Les Possibles : Revue éditée à l’initiative du Conseil scientifique d’Attac

No. 12 Hiver 2017

Voir Venise et mourir ?

mardi 21 février 2017, par Jean-Marie Harribey *, Jean Tosti *

Le 22 janvier, un jeune réfugié gambien âgé de 22 ans s’est noyé à Venise, dans les eaux du Grand Canal où il avait visiblement choisi de se suicider. Il pourrait s’agir là d’un fait divers certes dramatique, hélas trop banal. Mais ce qui rend cette noyade particulièrement insupportable, c’est qu’elle s’est produite sous les yeux d’une centaine de spectateurs qui n’ont rien fait pour sauver le jeune homme : certains riaient, d’autres lui lançaient des insultes racistes, d’autres encore filmaient la scène sur leur téléphone portable. Personne n’a eu la volonté ou le courage de se jeter à l’eau. « Est-ce ainsi que les hommes vivent ? », pourrait-on dire en paraphrasant le vers d’Aragon. Est-il acceptable qu’en ce début de XXIe siècle les notions d’entraide et de solidarité fassent place à un individualisme, un égoïsme et une indécence aussi débridés ?
Un tel événement nous semble étroitement lié au thème évoqué dans le dossier de ce numéro des Possibles, la droitisation des politiques et des esprits – on aurait pu même parler d’extrême droitisation.

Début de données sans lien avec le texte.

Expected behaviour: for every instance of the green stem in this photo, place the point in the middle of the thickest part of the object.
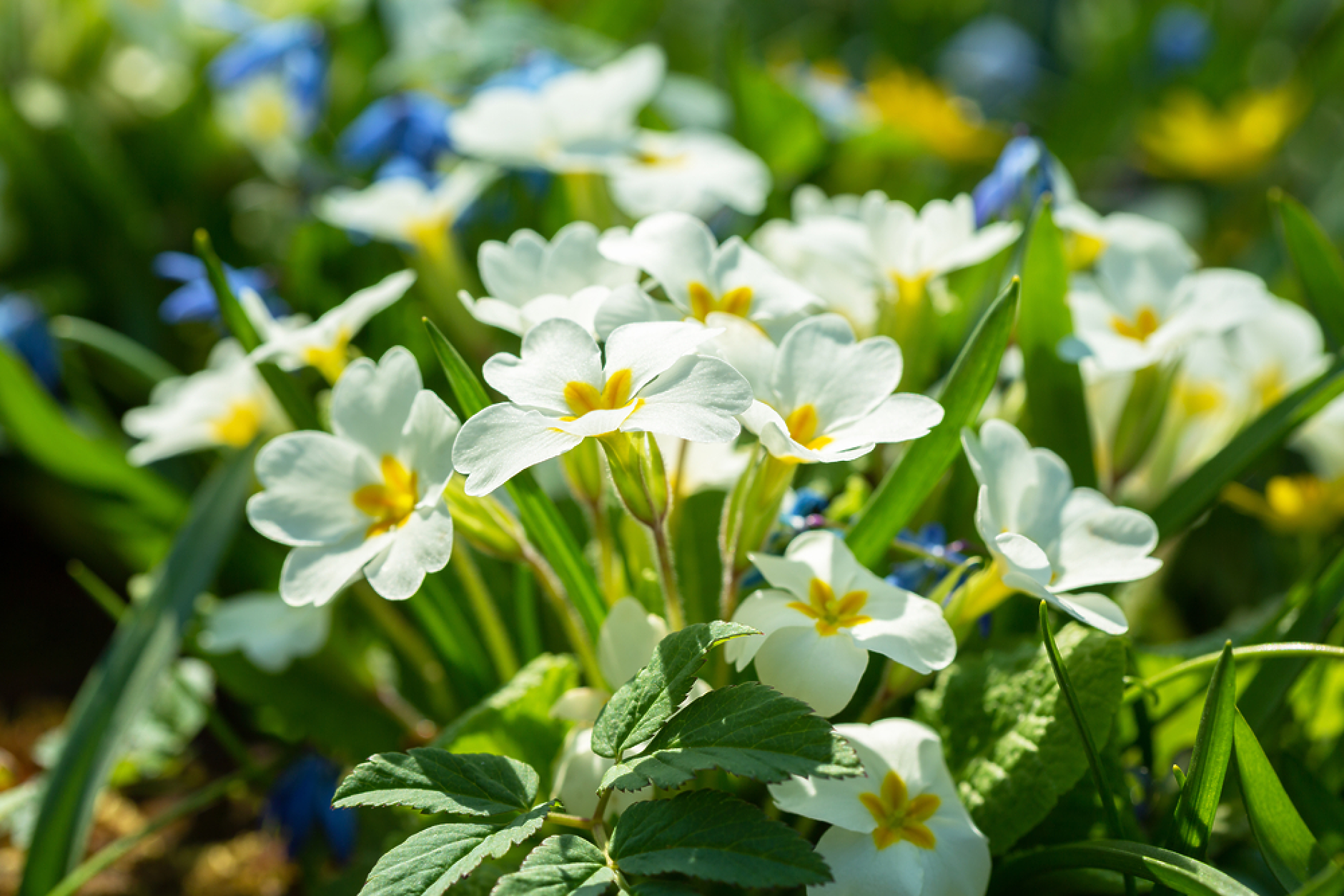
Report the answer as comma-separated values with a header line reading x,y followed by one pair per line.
x,y
487,613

Un peu partout, aux États-Unis comme en Europe occidentale et de l’Est, se développent des groupes ou des partis ouvertement xénophobes ou racistes, entraînant les partis dits de gouvernement à durcir leur attitude envers les musulmans et les réfugiés d’où qu’ils viennent, à remettre souvent en cause leurs positions sur le droit du sol et le droit d’asile. Cette dérive est hélas partagée par de nombreux citoyens, ceux-là même qui, entre autres, ont permis à Donald Trump d’accéder à la présidence des États-Unis, et qui, en France, placent Marine Le Pen en tête des sondages. Mais qu’on ne s’y trompe pas, elle ne met nullement en cause le libéralisme économique, qui s’en accommode d’ailleurs très bien.

Le dossier sur la droitisation des politiques commence par un large tour d’horizon nous montrant l’état des lieux dans plusieurs pays. Et d’abord le Royaume-Uni, où le Brexit a fait l’effet d’un coup de tonnerre. Nick Dearden montre que ce vote a été l’occasion d’une montée des thèmes racistes et xénophobes. Ensuite, trois articles reviennent sur l’élection de Trump aux États-Unis. Janette Habel se penche sur les résultats électoraux qui confirment les divisions majeures au sein de la société. L’économiste états-unienne Paddy Quick analyse les conséquences économiques sociales et politiques de l’élection de Trump, notamment en ce qui concerne la politique envers les migrants et celle du commerce extérieur. Et Claude Calame passe en revue les membres du gouvernement mis en place par Trump : tous rivalisent de conservatisme et de liens avec les milieux d’affaires. Il s’agit d’« une belle brochette issue de l’oligarchie ploutocrate, blanche et chrétienne, qui, de fait, dirige le pays depuis trois décennies ».

Le dossier se poursuit avec la présentation de trois cas de figure emblématiques de l’évolution inquiétante de nombreux pays anciennement dans le giron de l’URSS. D’abord, Jean-Marie Chauvier met en relation l’histoire des droites russes avec la situation actuelle : un mélange de nationalisme, de xénophobie et d’autoritarisme, sans que l’on puisse sans doute parler de fascisme, qui entoure la libéralisation de l’économie. Dans un entretien, Gáspár Tamás explique que la Hongrie connaît une grave crise de la démocratie. Michal Kozlowski, quant à lui, parle carrément de révolution de droite « la plus extrême » en cours en Pologne. Mais les pays d’Europe occidentale ne sont pas épargnés par ce mouvement de droitisation. Peter Wahl explique pourquoi la droitisation de l’Allemagne va au-delà de la montée de l’AfD (Alternative für Deutschland).